La tournée régionale du président américain Donald Trump dans le Golfe a marqué un tournant diplomatique majeur au Moyen-Orient, consacrant un nouvel ordre régional dominé par les puissances sunnites du Golfe et reléguant Israël au second plan. À Riyad, Doha et Abou Dhabi, Trump a multiplié les accords stratégiques en matière d’armement, d’investissements et de technologies, tout en signifiant à Benjamin Netanyahou que l’appui traditionnel et inconditionnel de Washington n’était plus garanti.
Le message de Trump a été illustré par un moment symbolique : sa poignée de main à Riyad avec le nouveau président syrien Ahmed al-Sharaa, qualifié de « terroriste » par Israël. « Il a le potentiel. C’est un véritable leader », a déclaré Trump, conforté par ses hôtes saoudiens qui orchestrent une normalisation régionale accélérée au détriment de l’« axe de la résistance » mené par l’Iran.
Ce réalignement américain vise à recentrer la stratégie de Washington sur des partenariats « transactionnels » avec les pays les plus riches et les plus influents du monde arabe. L’intransigeance de Netanyahou sur Gaza, son opposition aux négociations américano-iraniennes et son refus d’engager une solution politique post-conflit l’ont marginalisé, selon plusieurs sources diplomatiques. L’administration Trump, bien que publiquement fidèle à Israël, ne cache plus son exaspération.

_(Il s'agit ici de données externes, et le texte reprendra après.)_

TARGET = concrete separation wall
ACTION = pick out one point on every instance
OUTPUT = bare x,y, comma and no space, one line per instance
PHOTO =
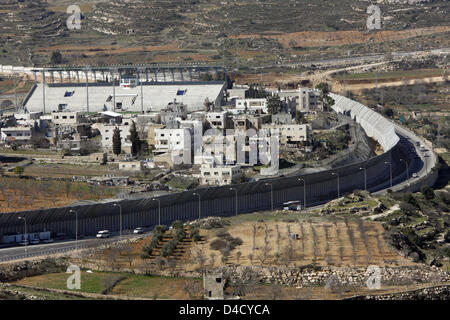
220,201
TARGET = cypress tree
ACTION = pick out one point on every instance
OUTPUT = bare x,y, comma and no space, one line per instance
117,142
135,141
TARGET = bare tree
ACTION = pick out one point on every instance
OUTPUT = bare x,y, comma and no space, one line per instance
275,291
334,285
254,237
192,288
238,256
172,264
160,262
287,255
264,254
200,259
246,283
212,259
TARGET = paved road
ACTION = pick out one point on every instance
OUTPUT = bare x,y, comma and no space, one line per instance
17,253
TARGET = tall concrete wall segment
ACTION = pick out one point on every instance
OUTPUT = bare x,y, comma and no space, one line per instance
375,125
220,201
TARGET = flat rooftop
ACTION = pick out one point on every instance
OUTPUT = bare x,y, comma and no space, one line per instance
156,97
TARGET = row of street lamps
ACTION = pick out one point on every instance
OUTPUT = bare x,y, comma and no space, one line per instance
236,204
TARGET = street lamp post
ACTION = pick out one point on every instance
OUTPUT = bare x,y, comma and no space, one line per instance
390,171
337,175
199,204
304,193
120,217
235,190
365,177
76,228
407,168
159,210
271,194
25,240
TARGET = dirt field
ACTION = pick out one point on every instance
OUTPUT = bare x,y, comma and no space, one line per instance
130,286
337,244
339,38
22,194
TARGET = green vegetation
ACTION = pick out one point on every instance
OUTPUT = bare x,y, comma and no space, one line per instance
179,234
117,142
274,104
420,73
419,227
18,170
158,233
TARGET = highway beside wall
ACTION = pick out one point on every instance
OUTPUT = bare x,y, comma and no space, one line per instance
320,187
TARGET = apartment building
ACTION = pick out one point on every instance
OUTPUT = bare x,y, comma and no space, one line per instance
218,175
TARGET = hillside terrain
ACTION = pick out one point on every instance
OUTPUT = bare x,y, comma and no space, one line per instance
237,33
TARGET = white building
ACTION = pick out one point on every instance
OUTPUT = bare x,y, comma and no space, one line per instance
169,140
219,175
217,120
67,118
131,166
107,133
251,105
19,134
291,133
308,100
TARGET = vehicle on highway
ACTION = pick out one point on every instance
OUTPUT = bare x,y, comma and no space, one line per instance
138,230
292,206
103,234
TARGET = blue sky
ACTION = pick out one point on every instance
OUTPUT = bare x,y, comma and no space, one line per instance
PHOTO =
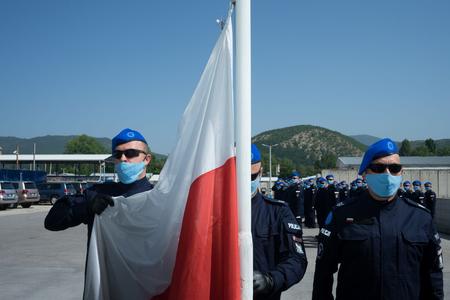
94,67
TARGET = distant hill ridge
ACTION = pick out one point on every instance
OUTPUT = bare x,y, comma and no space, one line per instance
369,140
306,144
49,144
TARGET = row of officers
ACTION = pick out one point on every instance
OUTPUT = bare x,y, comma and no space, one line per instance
317,197
383,245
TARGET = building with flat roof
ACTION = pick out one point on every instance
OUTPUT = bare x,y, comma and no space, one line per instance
408,162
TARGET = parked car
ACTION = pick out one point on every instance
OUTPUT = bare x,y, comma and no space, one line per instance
27,193
79,187
8,194
52,191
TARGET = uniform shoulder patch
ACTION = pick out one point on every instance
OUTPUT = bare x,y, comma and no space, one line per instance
415,204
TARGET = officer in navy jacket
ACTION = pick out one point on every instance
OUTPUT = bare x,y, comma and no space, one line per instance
279,259
384,246
430,198
131,157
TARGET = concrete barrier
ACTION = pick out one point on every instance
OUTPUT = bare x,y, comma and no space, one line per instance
442,215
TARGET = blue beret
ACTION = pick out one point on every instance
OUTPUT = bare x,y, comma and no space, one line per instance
125,136
377,150
256,156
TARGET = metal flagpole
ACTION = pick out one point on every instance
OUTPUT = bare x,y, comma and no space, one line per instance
243,139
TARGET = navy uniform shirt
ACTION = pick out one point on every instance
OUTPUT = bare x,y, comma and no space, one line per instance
418,196
295,199
430,201
324,202
71,211
277,244
384,250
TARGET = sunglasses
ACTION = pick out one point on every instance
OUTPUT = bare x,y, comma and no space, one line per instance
380,168
129,153
254,176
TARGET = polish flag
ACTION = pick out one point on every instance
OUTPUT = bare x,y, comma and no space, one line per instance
179,240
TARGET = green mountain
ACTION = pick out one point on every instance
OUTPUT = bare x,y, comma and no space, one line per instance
49,144
306,148
365,139
442,143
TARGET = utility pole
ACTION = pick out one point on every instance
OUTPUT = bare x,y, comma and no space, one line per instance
270,162
34,156
16,152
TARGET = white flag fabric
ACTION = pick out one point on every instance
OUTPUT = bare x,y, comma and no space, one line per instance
179,240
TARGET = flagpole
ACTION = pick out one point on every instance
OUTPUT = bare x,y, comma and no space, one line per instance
243,140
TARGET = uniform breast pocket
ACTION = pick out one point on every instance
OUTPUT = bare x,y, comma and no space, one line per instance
356,242
413,244
266,233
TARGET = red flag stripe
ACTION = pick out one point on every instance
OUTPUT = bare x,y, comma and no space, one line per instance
207,261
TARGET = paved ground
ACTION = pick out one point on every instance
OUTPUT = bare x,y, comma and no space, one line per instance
39,264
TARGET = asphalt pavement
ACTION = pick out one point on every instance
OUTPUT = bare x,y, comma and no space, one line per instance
39,264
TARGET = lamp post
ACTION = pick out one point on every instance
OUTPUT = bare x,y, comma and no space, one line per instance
270,162
16,152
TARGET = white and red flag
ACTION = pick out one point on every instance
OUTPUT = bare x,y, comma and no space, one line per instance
179,240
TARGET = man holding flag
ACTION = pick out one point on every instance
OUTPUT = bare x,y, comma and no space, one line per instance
279,259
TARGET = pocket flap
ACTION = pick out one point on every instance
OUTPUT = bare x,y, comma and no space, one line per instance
415,237
353,233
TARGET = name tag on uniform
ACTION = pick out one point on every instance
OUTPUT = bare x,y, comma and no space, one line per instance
325,232
368,221
294,226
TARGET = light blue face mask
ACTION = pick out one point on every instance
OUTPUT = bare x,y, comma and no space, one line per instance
255,186
129,172
383,185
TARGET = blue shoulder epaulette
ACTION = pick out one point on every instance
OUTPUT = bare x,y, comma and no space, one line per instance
274,201
415,204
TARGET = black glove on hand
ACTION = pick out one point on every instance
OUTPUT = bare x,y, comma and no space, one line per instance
100,202
262,283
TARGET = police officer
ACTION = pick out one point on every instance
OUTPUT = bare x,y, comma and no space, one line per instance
279,189
386,246
359,188
407,191
309,194
322,201
344,192
279,259
430,198
333,191
295,198
131,157
418,195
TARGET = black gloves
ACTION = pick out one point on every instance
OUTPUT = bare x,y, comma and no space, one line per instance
99,202
262,283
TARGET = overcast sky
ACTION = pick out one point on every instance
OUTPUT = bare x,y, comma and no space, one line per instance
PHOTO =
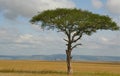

La guerre à Gaza, où le bilan dépasse 52 900 morts selon les autorités locales, reste un point de friction majeur. Trump avait fait du cessez-le-feu une priorité, espérant capitaliser sur son image de négociateur. Mais Netanyahou a poursuivi l’offensive militaire et refusé toute feuille de route politique, sapant les espoirs d’un accord durable.
Parallèlement, la Maison Blanche a levé des sanctions contre la Syrie à la demande de Riyad, conclu une trêve avec les Houthis au Yémen, et initié un projet de coopération nucléaire civile avec l’Arabie saoudite. Ces gestes, impensables il y a quelques mois, montrent à quel point les priorités américaines se sont réorientées vers les États sunnites.
Israël, qui craint de perdre sa supériorité militaire régionale, notamment si Riyad accède à des avions F-35, observe avec inquiétude ce rééquilibrage. Le silence du gouvernement de Netanyahou tranche avec l’agitation médiatique israélienne, où nombre de commentateurs évoquent une perte d’influence sans précédent.
L’ancien Premier ministre Naftali Bennett a fustigé la passivité du gouvernement face à ces « changements tectoniques ». Pour lui, Israël risque d’être relégué au rang de spectateur dans une région qui redessine ses équilibres sans lui.
Alors que Trump poursuit ses initiatives diplomatiques, c’est une carte du Moyen-Orient profondément remodelée qui prend forme, avec Riyad comme centre de gravité et une Israël affaiblie, isolée, et plus contestée que jamais.